I’m astonished that it’s been two years since I quit smoking. It really does feel like yesterday. Sometimes I feel like I misplaced a whole year somewhere (roughly July 2011 to July 2012). Although I lived it and remember it (and plenty of great things happened during it), I sort of shuffled it into the wrong box somewhere, so that when I am mentally recapping my life, I always come up a year short.
For a long time, I didn’t even want to quit smoking. The thing about smoking is that it’s really enjoyable. You get to play with fire and smoke. The thick foggy sensation in your throat feels really good. You can use it to meet people (some of my best friends are old smoking buddies), and it’s also a good excuse to stand by yourself or to break up a conversation that’s getting stale. And, at least in the beginning, it has interesting psychotropic effects.
But it’s about as bad for you as anything it’s possible to do. There are numerous scheduled drugs (marijuana, LSD, ecstasy, and many prescription drugs) that are safer. Also, after awhile, it becomes a bit of a chore. Smoking when you want to is great. But having to smoke twenty times a day is less great. I think that for every smoker, there comes a time when quitting sort of starts to be on the agenda. I’m not actually sure when that time came for me. I moved from, “I’m not even thinking about quitting” to “I guess I’ll quit someday.” But still, I had no concrete plans for quitting and I never made any serious attempts to quit (except for one, in maybe July of 2009, that literally only lasted for twelve hours).
Anyway, what eventually happened is that in late February 2011, I read Jeff Vandermeer’s book on planning your writing career: BookLife. And that book recommended going through and plotting what projects you were planning on taking on in each of the coming months. So I went through and did that, and I realized that almost every month for the rest of the year was going to have a major writing project.* Obviously, I couldn’t quit smoking while I was in the middle of a project! It wasn’t until I had that thought that I realized quitting smoking was even on the agenda.

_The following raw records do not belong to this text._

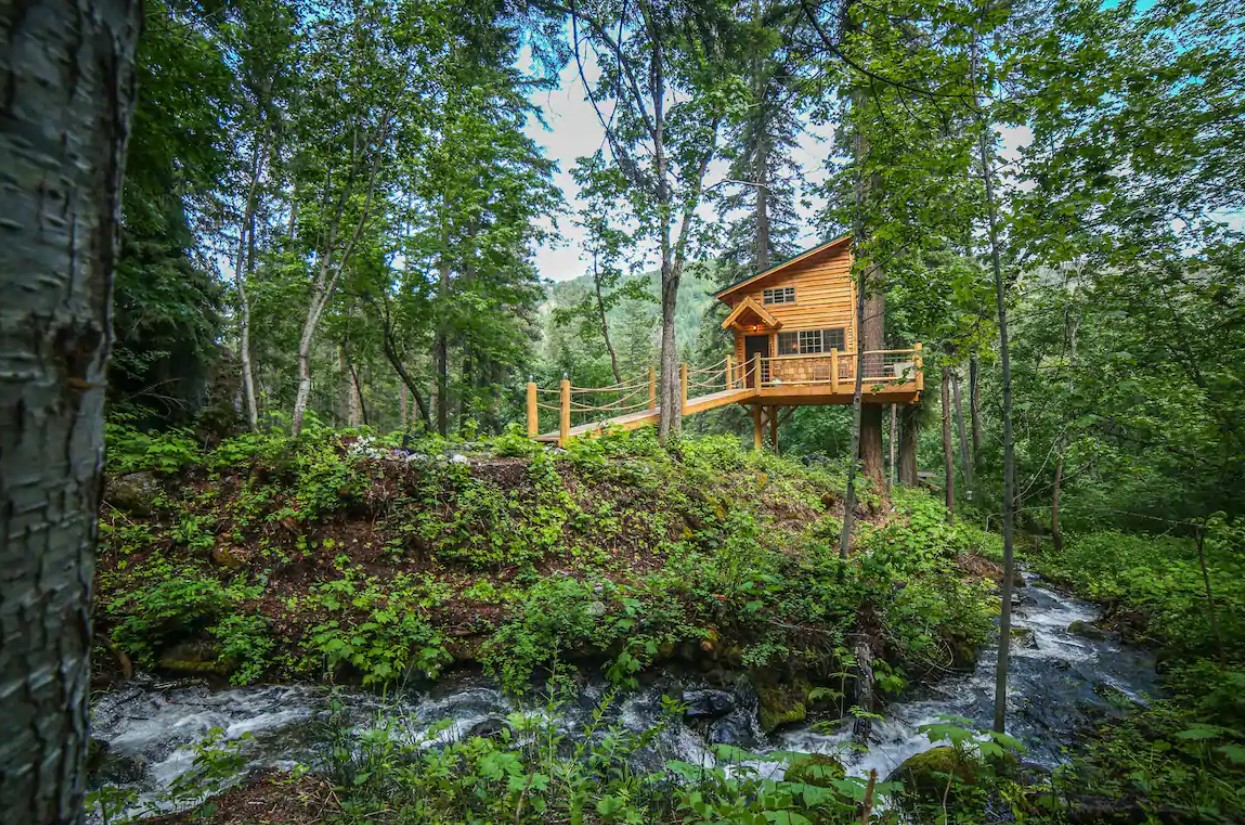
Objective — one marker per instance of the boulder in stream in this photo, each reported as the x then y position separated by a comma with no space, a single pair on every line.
1085,630
814,769
925,774
782,704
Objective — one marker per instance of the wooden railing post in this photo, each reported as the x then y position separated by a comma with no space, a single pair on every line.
533,411
564,418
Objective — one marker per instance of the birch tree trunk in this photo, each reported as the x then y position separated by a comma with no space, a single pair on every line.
67,80
948,464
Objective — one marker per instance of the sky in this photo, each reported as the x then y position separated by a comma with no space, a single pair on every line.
573,132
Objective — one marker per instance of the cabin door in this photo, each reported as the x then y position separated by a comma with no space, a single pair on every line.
753,346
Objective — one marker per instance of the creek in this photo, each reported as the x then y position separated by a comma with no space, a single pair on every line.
1060,683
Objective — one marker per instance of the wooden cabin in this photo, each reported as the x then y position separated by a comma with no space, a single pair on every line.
794,345
796,336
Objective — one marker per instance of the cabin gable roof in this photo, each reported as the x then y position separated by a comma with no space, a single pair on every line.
807,256
750,305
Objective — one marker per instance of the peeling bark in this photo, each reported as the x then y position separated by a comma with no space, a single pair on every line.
66,96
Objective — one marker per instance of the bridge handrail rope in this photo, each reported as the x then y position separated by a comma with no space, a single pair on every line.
615,387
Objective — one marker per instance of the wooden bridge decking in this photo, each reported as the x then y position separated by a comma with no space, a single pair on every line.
635,419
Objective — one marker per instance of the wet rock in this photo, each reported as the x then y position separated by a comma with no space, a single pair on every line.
1085,630
781,704
487,729
925,775
814,769
96,752
964,655
1024,637
121,769
707,703
132,492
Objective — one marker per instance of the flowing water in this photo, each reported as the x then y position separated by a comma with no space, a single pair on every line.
1060,682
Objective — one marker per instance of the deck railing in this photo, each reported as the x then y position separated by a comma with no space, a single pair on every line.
834,371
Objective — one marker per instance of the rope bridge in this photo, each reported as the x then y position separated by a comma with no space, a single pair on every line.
775,380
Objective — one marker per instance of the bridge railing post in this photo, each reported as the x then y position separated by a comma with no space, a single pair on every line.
564,417
533,411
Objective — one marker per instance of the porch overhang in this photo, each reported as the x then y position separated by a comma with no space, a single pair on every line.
750,309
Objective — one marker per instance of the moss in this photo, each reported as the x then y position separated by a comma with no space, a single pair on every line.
194,658
782,704
925,774
814,769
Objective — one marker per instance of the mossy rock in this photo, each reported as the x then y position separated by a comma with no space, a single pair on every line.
814,769
1085,630
964,653
925,774
781,704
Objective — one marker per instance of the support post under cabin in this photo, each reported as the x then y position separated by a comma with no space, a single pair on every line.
533,411
564,417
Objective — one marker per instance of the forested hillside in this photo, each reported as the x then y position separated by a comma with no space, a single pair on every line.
959,535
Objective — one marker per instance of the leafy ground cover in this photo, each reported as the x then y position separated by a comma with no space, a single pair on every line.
1180,758
342,556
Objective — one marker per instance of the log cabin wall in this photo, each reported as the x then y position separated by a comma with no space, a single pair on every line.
824,298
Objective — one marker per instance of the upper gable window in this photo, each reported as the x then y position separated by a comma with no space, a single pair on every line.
779,295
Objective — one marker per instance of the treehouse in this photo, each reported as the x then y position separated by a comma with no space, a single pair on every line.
794,345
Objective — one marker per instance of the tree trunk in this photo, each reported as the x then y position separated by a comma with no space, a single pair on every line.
965,462
975,406
872,456
987,169
948,463
242,268
1056,530
671,421
319,296
605,324
909,437
892,447
443,358
854,449
67,80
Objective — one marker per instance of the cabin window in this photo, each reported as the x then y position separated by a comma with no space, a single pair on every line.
811,341
779,295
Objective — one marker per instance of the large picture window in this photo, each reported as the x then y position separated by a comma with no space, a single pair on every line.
779,295
811,341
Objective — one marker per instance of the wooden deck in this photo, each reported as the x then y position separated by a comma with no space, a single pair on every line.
766,385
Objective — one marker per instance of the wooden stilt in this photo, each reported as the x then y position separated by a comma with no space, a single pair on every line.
533,411
564,418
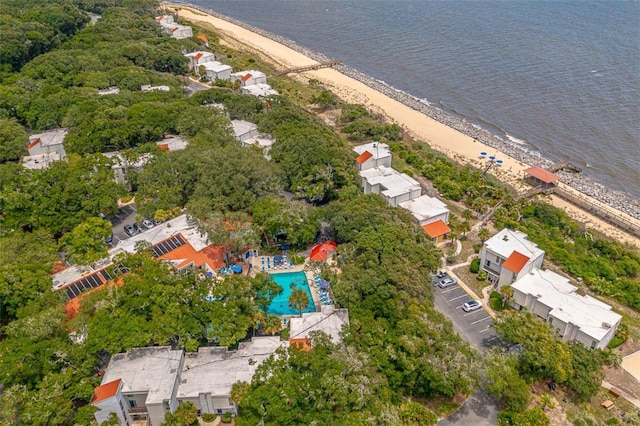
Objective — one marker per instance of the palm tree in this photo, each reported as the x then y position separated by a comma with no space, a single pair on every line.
272,324
467,214
483,234
298,300
547,401
507,294
464,227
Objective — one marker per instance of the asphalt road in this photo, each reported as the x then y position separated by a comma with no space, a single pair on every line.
124,216
475,327
480,409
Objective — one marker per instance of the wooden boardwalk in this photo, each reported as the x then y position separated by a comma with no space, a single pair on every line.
323,64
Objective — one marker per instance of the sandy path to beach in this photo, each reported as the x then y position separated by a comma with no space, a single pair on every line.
456,145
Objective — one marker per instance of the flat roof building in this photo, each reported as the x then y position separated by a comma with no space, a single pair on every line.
209,374
259,89
576,317
393,186
150,379
372,154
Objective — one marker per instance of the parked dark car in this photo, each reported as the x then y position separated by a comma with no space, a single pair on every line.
131,230
447,282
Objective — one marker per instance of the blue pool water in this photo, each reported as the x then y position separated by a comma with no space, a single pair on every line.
280,304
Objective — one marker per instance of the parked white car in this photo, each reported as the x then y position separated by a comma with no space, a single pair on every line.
472,305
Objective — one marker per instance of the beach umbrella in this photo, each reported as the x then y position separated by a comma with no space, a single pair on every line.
324,284
320,252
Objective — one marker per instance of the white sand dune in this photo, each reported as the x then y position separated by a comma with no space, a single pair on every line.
456,145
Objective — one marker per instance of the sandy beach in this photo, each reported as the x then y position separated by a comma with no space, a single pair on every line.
348,85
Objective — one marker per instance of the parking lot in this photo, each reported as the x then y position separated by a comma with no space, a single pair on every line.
124,216
475,326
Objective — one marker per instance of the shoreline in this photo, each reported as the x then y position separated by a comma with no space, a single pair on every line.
464,146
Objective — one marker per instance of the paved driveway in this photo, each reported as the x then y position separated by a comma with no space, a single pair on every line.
475,327
480,409
124,216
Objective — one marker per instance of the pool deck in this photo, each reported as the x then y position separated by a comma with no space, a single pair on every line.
315,293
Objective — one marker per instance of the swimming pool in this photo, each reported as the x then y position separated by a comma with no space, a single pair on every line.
287,280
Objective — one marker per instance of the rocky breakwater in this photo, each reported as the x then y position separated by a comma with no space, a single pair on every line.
615,199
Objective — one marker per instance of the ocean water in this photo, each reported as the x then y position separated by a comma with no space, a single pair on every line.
559,77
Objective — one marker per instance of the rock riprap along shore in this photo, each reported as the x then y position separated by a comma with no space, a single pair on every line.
615,199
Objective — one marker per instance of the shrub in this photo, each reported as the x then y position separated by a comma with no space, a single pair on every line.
208,417
496,304
616,341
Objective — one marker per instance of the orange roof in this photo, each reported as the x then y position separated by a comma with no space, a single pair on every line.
515,262
364,157
105,391
437,228
542,174
303,344
34,143
186,255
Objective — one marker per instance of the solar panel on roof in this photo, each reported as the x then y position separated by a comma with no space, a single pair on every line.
86,283
166,246
105,275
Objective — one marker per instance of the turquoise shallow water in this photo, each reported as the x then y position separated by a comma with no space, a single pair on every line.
289,280
560,77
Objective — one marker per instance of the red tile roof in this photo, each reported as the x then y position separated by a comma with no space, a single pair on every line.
542,174
436,229
105,391
364,157
34,143
186,255
303,344
515,262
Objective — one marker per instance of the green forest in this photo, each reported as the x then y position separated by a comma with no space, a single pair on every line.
400,361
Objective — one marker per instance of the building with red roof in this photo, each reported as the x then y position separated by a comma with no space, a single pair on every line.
370,155
509,255
108,399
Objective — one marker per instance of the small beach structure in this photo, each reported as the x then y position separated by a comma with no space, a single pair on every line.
372,155
215,70
320,252
537,176
198,58
393,186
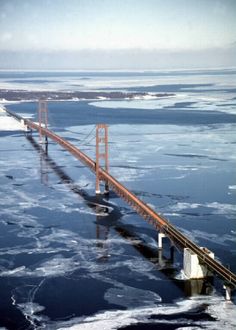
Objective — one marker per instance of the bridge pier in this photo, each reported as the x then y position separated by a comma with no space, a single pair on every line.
227,292
101,153
160,237
193,268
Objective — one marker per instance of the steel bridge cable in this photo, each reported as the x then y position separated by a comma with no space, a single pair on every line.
83,141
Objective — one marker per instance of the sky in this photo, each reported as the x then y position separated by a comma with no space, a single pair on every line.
117,34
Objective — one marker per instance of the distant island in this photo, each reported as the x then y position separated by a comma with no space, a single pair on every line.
19,95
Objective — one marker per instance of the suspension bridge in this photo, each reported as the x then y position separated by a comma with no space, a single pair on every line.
205,259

After thinking about it, I realized that the only space I’d left open in my agenda was right at that moment—I’d left open a three week period because I was about to switch apartments, and I didn’t want to begin a new project right before a major move. And that was the only room I had. If I didn’t quit smoking immediately, I wouldn’t have any room to do it until the year ended.
The next day, I bought some cranberry juice, some chewing gum, and some snacks. And that night I stayed up late (smoking three packs of cigarettes) so I’d be super tired the next day and would fall asleep easier. At about 3 AM, I smoked one last cigarette and destroyed my remaining ones. And then I went to bed.
Honestly, things were not that bad at all. I felt a bit disembodied for the next three days, but I wasn’t shaking and tingling and my heart wasn’t racing or all that. It was a very easy withdrawal. Over the next month, there was a little bit of forgetfulness and some bursts of irritation. But all in all, that was it.
The major thing that I learned from this experience was that if there’s anything I want to do, I should start doing it right now.
That’s why I don’t make New Year’s Resolutions. I don’t believe in saving up my resolve for one day. Whenever I tip over that invisible threshold that separates a passing fancy from a real desire, I try to immediately begin taking some concrete action towards whatever I want. I’m not going to have any more time or energy on New Year’s Day than I do now. I think it’s really easy to daydream about how you’re going to spend this vast sum of time that you have in the future: all the days that you’ve yet to live. But really, most of that time is already allocated: you’re gonna be sleeping, working, eating, and recreating. Actually, the future contains no more free time than today. So if something’s worth doing, then it needs to be worth spending energy and effort on right now.
Of course, it’s also fine to daydream. I daydream about all kinds of stuff: writing screenplays and long-form essays and starting joke Twitter accounts and learning languages. But I don’t beat myself up because I’m not doing that stuff. The reason I don’t do those things is that right now they’re not as important to me as everything else in my life. It’s fine to let daydreams be daydreams. There’s no need to turn them into resolutions and then use them to torture yourself.
*Looking back at my plans for the rest of 2011, I can see that I actually accomplished almost none of what I’d set out to do: I abandoned the novel I was going to revise and I never attempted the screenplay I was going to write. Which is another example of what I was saying. I’d set aside my whole future to all these activities, but I refused to give them my present. Of course, since I spend my present quitting smoking (and, eventually, writing and revising a totally different novel), everything turned out for the best in the end.